View larger version (69K): [in this window] [in a new window]   Figure 7. Redistribution of Hsp20 after ISO stimulation. A, Isolated adult rat cardiomyocytes were cultured in the absence (control: C) or presence of ISO (10 µmol/L) for 0.5 hour or 1 hour, or pretreated with H-89 for 30 minutes before ISO addition for 1 hour. Cells were detergent lysed, and 10 µg of soluble (S) or insoluble (I) fractions were analyzed by Western blots, using the Hsp20 antibody. Immunofluorescence staining (B–G) was performed with anti-Hsp20 (B, E) or anti-actin (C, F) antibodies in control condition (B, C) or after ISO stimulation for 1 hour (E, F). Merged images of (B) with (C) shown in (D), and of (E) merged with (F) shown in (G). In parallel, reciprocal immunoprecipitation experiments using antibodies specific for actin showed increased association of Hsp20 with actin and Hsp20 indicated increased actin association, after ISO treatment (H). These results are representative of 4 separate experiments.
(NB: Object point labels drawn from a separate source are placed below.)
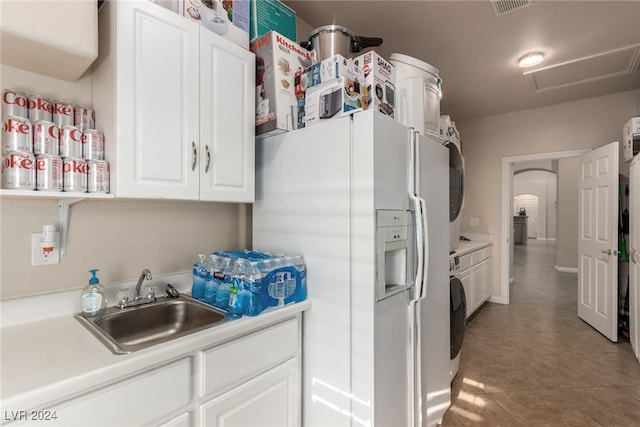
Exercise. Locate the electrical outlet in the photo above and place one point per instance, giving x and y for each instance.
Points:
(40, 256)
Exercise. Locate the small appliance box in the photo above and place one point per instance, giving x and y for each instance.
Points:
(267, 15)
(631, 138)
(380, 80)
(279, 82)
(334, 98)
(228, 18)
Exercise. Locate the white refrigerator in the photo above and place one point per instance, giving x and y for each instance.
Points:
(634, 255)
(365, 201)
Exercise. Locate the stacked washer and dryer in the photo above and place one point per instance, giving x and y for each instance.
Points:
(418, 90)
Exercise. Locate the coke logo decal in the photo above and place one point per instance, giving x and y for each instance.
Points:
(13, 98)
(74, 134)
(16, 126)
(65, 110)
(16, 161)
(75, 167)
(40, 104)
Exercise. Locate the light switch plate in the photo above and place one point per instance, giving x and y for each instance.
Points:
(38, 256)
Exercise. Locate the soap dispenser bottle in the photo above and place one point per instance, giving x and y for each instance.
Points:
(94, 297)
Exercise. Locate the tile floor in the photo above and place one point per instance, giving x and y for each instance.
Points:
(533, 362)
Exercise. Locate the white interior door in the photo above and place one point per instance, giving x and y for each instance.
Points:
(598, 240)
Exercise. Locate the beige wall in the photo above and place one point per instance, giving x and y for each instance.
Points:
(577, 125)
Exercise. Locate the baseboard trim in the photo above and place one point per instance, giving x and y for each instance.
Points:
(567, 269)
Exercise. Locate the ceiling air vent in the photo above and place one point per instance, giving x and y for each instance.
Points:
(502, 7)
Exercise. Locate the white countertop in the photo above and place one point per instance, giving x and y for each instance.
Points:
(476, 242)
(59, 352)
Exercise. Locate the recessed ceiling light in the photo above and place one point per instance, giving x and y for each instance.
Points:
(531, 59)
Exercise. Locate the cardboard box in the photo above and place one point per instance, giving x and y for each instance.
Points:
(334, 98)
(631, 139)
(228, 18)
(268, 15)
(380, 80)
(279, 82)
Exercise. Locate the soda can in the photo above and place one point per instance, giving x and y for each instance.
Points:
(16, 135)
(98, 179)
(70, 142)
(84, 117)
(46, 138)
(92, 145)
(19, 171)
(40, 108)
(14, 104)
(48, 173)
(62, 113)
(74, 175)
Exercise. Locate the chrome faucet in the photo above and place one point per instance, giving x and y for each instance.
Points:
(146, 274)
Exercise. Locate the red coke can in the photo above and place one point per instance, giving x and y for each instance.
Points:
(74, 175)
(84, 117)
(49, 173)
(40, 108)
(13, 104)
(62, 113)
(98, 179)
(19, 171)
(70, 142)
(92, 145)
(16, 135)
(45, 138)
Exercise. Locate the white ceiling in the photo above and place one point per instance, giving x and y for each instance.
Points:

Furthermore, immunoprecipitations with an actin antibody indicated an association between Hsp20 and actin under basal conditions (Figure 7H). However, after ISO treatment, a significant increase in Hsp20-actin association was observed, which was prevented by H-89 pretreatment. A reciprocal immunoprecipitation study, using the Hsp20 antibody, also indicated increased actin-Hsp20 association on ISO treatment (Figure 7H). These findings suggest that Hsp20 phosphorylation enhances its interaction with actin and may stabilize the microfilaments, leading to protection against ß-agonist-induced cardiac apoptosis.

	Discussion

Top Abstract Introduction Methods Results Discussion References

 
Apoptosis has been observed in various animal models of heart failure including ventricular pacing,²² pressure overload,²³ and aged spontaneously hypertensive rats.²⁴ In failing human heart, 80 to 250 cardiomyocytes per 10⁵ cardiac nuclei commit apoptosis.^25,26 In contrast, the baseline rate of apoptosis in healthy human hearts is only 1 to 10 myocytes per 10⁵ cardiac nuclei. Recent studies using transgenic mice, which express a conditionally active caspase, demonstrated that very low levels of myocyte apoptosis, levels that are 4- to 10-fold lower than those observed in human heart failure, are sufficient to cause lethal, dilated cardiomyopathy.²⁷ Thus, preventing the loss of the terminally differentiated cardiomyocytes becomes critical for the maintenance of normal cardiac function. However, both in vivo and in vitro studies have shown that enhanced ß-AR signaling promotes cardiac apoptosis,^4,28–30 outweighing its short-term beneficial effects, which indicates that attenuation of the detrimental consequences of ß-AR signaling over the long-term is of crucial importance in heart failure.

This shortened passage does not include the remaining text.